Our mission is to make web business personal. We want our customers to be able to have the same delightful, personal experiences talking to their customers as they do talking to their friends.
Enabling all these conversations and interactions between businesses and their customers requires an extremely robust storage system that can scale as the data set expands – our storage needs, after all, have to keep pace not just with our own growth, but with the combined growth of all our customers.
In our system, we use the term “users” to describe the people who interact with our customers via Intercom, and needless to say, that means storing a very extensive live list of users.
“Managing user storage is the very foundation of the Intercom platform, and has required constant and rapid evolution since we started the company”
Managing this user storage is the very foundation of the Intercom platform, and has required constant and rapid evolution since we started the company.

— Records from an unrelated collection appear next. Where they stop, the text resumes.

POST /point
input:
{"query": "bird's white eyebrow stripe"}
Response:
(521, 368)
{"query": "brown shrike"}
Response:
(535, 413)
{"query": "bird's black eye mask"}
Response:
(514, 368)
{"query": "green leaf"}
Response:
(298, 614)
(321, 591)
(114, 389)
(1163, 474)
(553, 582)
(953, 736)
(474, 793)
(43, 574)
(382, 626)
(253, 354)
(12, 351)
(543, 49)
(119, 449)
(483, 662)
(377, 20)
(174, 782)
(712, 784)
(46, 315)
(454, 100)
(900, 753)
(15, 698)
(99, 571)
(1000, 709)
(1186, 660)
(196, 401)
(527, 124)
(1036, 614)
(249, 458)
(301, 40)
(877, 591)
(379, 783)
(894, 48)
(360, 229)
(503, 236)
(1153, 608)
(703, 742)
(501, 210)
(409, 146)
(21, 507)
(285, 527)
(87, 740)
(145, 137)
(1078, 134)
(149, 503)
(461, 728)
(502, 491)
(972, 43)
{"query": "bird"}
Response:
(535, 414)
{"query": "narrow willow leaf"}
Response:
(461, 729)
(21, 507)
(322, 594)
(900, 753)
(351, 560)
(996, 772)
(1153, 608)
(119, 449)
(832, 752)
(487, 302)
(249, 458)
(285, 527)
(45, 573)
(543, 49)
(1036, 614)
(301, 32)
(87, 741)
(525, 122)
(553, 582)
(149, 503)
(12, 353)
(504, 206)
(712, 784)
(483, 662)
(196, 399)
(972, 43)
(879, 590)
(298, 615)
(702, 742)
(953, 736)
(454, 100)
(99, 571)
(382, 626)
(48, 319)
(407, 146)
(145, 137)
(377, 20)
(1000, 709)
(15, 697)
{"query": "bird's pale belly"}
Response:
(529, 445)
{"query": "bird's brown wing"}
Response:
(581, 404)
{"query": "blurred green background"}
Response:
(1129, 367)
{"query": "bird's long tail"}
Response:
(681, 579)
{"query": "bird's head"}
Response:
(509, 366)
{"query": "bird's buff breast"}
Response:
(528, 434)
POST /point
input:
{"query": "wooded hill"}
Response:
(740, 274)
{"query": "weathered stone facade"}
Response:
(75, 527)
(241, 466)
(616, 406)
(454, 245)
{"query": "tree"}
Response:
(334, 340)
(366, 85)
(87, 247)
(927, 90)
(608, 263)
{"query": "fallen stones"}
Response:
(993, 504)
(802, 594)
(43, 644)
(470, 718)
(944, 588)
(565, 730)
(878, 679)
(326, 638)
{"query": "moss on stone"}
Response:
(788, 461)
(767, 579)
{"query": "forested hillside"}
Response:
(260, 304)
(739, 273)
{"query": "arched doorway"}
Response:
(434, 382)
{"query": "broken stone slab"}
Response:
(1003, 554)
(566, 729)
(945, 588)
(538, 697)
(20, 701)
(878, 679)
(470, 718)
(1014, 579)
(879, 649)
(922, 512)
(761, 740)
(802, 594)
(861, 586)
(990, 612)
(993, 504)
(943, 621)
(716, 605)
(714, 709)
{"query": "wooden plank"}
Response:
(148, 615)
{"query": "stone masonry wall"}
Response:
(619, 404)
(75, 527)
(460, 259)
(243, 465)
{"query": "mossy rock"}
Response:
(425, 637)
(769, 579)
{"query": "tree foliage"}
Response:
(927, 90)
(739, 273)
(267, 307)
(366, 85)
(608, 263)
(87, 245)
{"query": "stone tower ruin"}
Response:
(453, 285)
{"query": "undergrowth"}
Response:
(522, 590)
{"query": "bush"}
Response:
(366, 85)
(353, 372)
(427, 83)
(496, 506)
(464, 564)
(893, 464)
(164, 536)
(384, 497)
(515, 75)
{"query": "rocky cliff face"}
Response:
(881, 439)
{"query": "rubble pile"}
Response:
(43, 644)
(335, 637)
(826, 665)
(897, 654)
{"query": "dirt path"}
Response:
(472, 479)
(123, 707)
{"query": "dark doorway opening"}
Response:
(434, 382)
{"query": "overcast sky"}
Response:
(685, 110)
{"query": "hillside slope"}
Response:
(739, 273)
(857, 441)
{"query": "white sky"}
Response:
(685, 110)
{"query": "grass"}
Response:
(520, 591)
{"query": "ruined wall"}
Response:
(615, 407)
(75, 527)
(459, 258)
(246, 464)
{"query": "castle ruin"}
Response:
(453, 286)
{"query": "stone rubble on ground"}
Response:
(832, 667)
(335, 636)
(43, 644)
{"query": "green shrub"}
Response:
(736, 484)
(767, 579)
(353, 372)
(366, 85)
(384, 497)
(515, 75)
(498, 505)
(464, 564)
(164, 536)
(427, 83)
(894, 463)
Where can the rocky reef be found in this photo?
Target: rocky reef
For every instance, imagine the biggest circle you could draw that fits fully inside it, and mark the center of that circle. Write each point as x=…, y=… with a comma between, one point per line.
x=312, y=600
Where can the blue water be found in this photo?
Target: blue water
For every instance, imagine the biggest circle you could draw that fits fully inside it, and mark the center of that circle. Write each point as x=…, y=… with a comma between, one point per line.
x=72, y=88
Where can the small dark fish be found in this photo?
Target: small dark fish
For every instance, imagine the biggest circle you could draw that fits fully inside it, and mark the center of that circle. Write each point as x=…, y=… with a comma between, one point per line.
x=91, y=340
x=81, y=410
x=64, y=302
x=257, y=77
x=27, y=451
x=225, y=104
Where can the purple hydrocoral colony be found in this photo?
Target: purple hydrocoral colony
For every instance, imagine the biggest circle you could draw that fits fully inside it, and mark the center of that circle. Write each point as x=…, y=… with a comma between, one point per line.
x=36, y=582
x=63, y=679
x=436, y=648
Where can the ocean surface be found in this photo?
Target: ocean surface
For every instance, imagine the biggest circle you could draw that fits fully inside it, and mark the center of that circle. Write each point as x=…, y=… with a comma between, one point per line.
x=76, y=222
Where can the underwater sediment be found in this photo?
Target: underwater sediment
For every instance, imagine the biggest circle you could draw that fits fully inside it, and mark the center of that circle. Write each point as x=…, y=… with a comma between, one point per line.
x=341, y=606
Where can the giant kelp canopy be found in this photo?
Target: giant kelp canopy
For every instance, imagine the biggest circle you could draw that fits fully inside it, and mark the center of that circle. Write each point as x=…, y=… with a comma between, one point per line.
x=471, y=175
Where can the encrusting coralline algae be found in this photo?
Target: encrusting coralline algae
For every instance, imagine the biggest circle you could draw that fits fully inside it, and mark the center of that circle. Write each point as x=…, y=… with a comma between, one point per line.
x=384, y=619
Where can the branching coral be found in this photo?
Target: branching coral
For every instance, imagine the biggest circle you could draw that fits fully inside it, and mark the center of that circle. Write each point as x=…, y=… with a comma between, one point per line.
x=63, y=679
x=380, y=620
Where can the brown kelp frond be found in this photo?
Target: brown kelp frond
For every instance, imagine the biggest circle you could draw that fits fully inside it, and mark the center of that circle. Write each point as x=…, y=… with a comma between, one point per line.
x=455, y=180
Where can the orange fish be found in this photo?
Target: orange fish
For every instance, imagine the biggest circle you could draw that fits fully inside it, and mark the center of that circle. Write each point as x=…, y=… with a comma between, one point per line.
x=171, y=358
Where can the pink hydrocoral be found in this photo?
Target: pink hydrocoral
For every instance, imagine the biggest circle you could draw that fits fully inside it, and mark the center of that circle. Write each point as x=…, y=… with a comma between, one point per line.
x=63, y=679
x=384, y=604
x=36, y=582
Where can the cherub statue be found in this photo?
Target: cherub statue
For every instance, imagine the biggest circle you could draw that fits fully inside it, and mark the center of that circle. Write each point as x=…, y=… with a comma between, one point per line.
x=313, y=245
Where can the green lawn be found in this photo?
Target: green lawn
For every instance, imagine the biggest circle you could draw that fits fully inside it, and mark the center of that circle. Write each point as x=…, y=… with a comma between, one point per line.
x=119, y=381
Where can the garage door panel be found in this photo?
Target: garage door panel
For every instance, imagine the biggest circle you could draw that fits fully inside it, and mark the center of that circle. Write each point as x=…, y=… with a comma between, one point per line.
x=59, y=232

Recently, we completed an ambitious transition to an entirely new user storage system – the story of how our user storage has evolved from our earliest days to now shines a light on how Intercom itself has evolved and scaled as a platform and as a company over the past eight years.
A brief history of user storage
2011 – MySQL
In the beginning we used a single Amazon RDS (relational database) instance for everything – including user data.
When we launched custom data for users, we opted to serialize it in a MySQL TEXT field.
This solution worked until we wanted to improve the user list by allowing customers to sort and filter on custom data, at which point we needed a more flexible solution.
2011-2014 – MongoDB
The solution we turned to was MongoDB, which was amazingly flexible for our purposes. It allowed us to easily store custom data and other complex data structures. We implemented a very flexible query pattern to power the user list. For our early years, this was more than adequate.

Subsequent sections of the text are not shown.